On 19 and 20 June 2019, over 400 stakeholders came to Brussels to discuss a shared vision and a long-term strategy on skills for industry in Europe. The high-level conference convened business executives, policymakers, academics and education and training stakeholders to foster dialogue and to agree on priorities and measures, to facilitate the implementation of upskilling strategies.
Elżbieta Bieńkowska, European Commissioner for Internal Market, Industry, Entrepreneurship and SMEs, said in her opening message that "it has never been more important to invest in the skills and abilities of our citizens. To ensure competitiveness, for innovation to thrive, and to attract investment, Europe needs to upskill and reskill its workforce. Skills are necessary to address our policy priorities and horizontal challenges: sustainability, industrial transformation, new forms of work, automation and digitalization, global competition and an ageing population".

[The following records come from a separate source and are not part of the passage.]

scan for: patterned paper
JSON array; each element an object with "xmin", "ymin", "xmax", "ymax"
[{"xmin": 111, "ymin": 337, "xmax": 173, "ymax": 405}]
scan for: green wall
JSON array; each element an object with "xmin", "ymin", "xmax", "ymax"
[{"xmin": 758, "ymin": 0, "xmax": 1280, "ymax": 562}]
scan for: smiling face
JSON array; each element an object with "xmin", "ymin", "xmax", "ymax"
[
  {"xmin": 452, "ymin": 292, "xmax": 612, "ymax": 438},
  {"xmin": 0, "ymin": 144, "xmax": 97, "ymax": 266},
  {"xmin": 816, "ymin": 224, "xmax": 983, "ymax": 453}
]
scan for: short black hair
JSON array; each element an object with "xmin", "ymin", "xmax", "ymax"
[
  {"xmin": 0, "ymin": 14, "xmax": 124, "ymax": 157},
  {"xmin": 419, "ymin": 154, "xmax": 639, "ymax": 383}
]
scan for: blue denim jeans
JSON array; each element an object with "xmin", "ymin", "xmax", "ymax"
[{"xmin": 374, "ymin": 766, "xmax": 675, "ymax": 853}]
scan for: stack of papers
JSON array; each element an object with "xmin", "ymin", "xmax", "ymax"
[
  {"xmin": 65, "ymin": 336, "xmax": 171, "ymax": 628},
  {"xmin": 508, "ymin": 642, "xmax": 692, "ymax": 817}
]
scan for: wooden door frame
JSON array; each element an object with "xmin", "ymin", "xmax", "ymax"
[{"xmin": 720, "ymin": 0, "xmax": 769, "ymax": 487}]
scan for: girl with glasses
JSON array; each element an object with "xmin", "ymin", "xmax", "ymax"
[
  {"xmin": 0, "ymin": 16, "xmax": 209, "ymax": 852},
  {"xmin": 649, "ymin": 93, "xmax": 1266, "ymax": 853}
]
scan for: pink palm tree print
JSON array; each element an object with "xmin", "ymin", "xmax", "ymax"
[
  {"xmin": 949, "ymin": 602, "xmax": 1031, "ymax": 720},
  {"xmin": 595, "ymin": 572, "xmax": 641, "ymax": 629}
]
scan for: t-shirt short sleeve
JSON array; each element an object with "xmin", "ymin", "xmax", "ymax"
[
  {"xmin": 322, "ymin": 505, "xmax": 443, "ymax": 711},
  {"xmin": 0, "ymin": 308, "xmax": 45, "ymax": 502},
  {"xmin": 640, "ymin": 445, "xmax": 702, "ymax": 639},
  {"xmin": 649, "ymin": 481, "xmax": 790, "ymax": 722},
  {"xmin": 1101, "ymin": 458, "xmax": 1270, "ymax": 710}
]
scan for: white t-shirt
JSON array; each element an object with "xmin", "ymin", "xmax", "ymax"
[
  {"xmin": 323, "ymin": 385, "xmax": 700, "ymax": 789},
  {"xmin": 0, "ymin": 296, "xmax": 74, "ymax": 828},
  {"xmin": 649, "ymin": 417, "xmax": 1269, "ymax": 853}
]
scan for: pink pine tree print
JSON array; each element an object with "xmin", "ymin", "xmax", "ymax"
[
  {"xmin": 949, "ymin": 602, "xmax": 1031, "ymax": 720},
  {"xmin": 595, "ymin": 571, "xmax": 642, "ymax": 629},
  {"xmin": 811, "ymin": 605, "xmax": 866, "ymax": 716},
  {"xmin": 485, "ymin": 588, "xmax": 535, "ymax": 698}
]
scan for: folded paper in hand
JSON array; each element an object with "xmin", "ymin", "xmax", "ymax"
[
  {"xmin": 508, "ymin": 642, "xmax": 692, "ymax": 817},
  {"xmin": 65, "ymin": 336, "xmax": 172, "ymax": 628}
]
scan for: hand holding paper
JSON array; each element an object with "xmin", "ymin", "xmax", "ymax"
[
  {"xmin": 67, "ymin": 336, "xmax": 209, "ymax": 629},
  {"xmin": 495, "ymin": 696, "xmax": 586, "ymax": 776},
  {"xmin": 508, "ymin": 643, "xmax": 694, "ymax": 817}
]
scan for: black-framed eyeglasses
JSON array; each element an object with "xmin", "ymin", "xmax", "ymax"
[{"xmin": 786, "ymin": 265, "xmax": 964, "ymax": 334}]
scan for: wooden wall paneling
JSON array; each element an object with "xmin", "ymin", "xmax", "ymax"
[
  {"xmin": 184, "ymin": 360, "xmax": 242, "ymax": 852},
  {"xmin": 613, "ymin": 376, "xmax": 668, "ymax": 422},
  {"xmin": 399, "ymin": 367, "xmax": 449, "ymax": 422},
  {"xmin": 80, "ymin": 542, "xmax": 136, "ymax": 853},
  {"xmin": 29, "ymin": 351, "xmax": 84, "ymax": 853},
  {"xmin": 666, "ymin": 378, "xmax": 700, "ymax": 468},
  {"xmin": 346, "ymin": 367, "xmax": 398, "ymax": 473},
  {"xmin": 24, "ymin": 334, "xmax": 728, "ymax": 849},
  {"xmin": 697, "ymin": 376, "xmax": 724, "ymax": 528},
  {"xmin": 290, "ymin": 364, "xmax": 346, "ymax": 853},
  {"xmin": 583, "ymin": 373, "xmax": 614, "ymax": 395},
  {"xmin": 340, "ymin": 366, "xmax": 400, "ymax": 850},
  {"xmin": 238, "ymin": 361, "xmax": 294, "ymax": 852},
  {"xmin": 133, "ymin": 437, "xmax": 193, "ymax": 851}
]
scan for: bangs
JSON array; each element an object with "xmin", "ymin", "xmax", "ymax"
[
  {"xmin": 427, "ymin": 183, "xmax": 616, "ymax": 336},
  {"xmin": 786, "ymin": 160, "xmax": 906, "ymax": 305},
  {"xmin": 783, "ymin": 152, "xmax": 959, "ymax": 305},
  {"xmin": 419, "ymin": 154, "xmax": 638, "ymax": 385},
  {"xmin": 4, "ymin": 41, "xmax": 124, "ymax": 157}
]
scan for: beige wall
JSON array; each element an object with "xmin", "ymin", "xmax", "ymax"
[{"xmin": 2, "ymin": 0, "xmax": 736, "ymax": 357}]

The skills for industry strategy must introduce a paradigm shift to the ecosystem of workforce planning, education and training provision for skills development. Massive investment by industry and governments is needed with the support of EU funding. Joost Korte, Director General for Employment, Social Affairs and Inclusion stressed that Europe needs a skills revolution. Social partners are crucial. Investing in skills development at all stages of life will be essential to leave nobody behind and to make sure we have the skills that will drive innovation and competitiveness. All individuals should benefit from lifelong learning opportunities, as well as from modern education methods using tech-based tools and modern teaching and delivery methods.
Thierry Baril, Chief Human Resources Officer of Airbus, called for joining forces: “It is time to create an international forecasting group together with institutions and education and companies in order to work with a prospective view of the next 5, 10 years on the future of skills.” Calls for closer collaboration resonated with many speakers. Nicolas Schmit, Member of the European Parliament, said that “We have to be able, as business leaders, as politicians, as trade unions, to organise and manage this change for the good of everybody”
EU countries and the EU need to adapt funding programmes for workforce education and training and to provide financial incentives to cope with the rapid technological change and the transition to a carbon-neutral economy. Individuals and organisations need to be better supported in acquiring new skills. There are many good practice programmes. They should be scaled up to serve significantly more adult learners. Learning from best practices should guide the focusing and improvement of national, regional and European funding programmes and incentives.
Slawomir Tokarski, Director at the Directorate-General for Internal Market, Industry, Entrepreneurship and SMEs underlined the utmost importance of the issue of skills, which is reflected in the proposals of the Commission for the future multiannual financial framework. Implementation needs to build on scaling-up proven successes and aim at best practices. There is a need to mobilise relevant financial and funding instruments at all level, and to make them more easily accessible. There is also a strong argument to explore proposals for individual learning accounts and loan system income sharing agreements. Finally, there is a need to better integrate clusters, digital innovation hubs and VET excellence competence centres. The skills issue is a concern for all: a coordinated effort for up-skilling and re-skilling with significant impact is needed.